The rest of the design is decent, if not remarkable. The on/off switch is located at the bottom of the left side as you face the grinder. Down low is smart, because it allows you to switch the power without accidentally tipping over the grinder the way a high-mounted switch would. The switch is not timed, which is fine for me. The grounds bin is clear plastic, like the hopper, & locks into place. The plastic used on both the hopper & the bin appears to be Acrylic & feels fairly brittle/fragile. The plastic used on the housing is opaque (black on this model) & feels more durable.
Initial setup was easy. The instructions tell you not to adjust the burrs unless the motor's running, & even recommend a starting point (setting #1) for espresso grind. The marked settings go from 0-12 with two detents in between each whole number, for a total of 36 detents for each full (360 degree) rotation. The burrs did touch when I moved them all the way down to setting #0, & you can go at least two full rotations up in grind size. Dialing it in for a new (or aging) espresso coffee usually means a single click one way or another.

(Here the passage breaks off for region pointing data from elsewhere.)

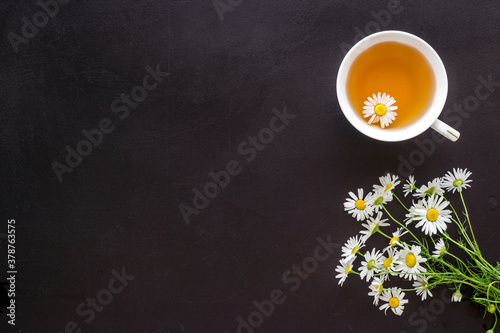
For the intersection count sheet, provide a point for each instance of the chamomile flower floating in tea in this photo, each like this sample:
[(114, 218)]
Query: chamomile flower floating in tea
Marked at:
[(380, 109), (420, 250)]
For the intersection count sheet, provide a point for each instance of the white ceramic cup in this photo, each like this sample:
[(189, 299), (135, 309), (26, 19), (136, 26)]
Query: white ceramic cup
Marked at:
[(428, 118)]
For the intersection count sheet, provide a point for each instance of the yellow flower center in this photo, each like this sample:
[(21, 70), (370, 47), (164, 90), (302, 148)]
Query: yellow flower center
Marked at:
[(360, 204), (410, 260), (393, 302), (432, 215), (380, 109), (387, 263)]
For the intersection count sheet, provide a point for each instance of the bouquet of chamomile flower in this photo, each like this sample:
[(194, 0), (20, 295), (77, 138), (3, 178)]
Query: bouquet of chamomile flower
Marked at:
[(419, 248)]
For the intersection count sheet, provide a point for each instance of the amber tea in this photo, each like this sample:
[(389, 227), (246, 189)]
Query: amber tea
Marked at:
[(395, 69)]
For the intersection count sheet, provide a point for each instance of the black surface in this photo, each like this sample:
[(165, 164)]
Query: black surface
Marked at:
[(120, 207)]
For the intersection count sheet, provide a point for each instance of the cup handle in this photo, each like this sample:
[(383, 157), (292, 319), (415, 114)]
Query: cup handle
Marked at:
[(445, 130)]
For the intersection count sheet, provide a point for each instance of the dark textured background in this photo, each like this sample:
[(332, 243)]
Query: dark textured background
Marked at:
[(119, 208)]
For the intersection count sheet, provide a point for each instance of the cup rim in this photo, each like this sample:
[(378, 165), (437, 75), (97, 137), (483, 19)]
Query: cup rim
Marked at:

Noise is average for a grinder of this size & one made from these materials. Unlike the Barista, it never moves across the counter, thanks to its weight & rubber feet. The power cord is heavy-duty, with an equally heavy-duty grounded plug.
The bin design is my least favorite feature of this grinder. Like the hopper, I think this is a convenience-oriented feature. An owner with a range of brewers would scoop coffee into almost everything except, maybe, a portafilter. (Indeed, I expected to use it for both espresso & automatic drip myself!) It's only because of my decision to dedicate the grinder solely to espresso that makes the bin less than ideal for me. No scoop is provided, so I use the plastic scoop from the 0930 espresso machine. The bottom of the bin is nicely curved to aid in getting all the coffee out of it. Fine espresso grind tends to stick to the bin walls & makes it a little more difficult to clear the bin completely. Unexpectedly, even using the soft plastic scoop leaves drag marks on the interior surface of the bin.
Am I satisfied?:
At a price similar to what I paid for the Starbuck's grinder ($120 in 2005), the Quick Mill's design is far superior for espresso & covers a wider range of grind settings. Yeah, there are some quirks to deal with on this thing, but so are there on just about every grinder. At regular price (approximately $250 in North America, higher in Europe) I think there are better espresso-specific options. For example, today's prices (Feb 2009) show a Cunill Tranquilo as low as $235, or a Nemox Lux/Vaneli's Mini Pro II for just under $200. These are probably better espresso-specific grinders than the 031, simply because they have the convenience features for that process. For my requirements of minimal cost, minimal size & grinding performance, there isn't a better balance available.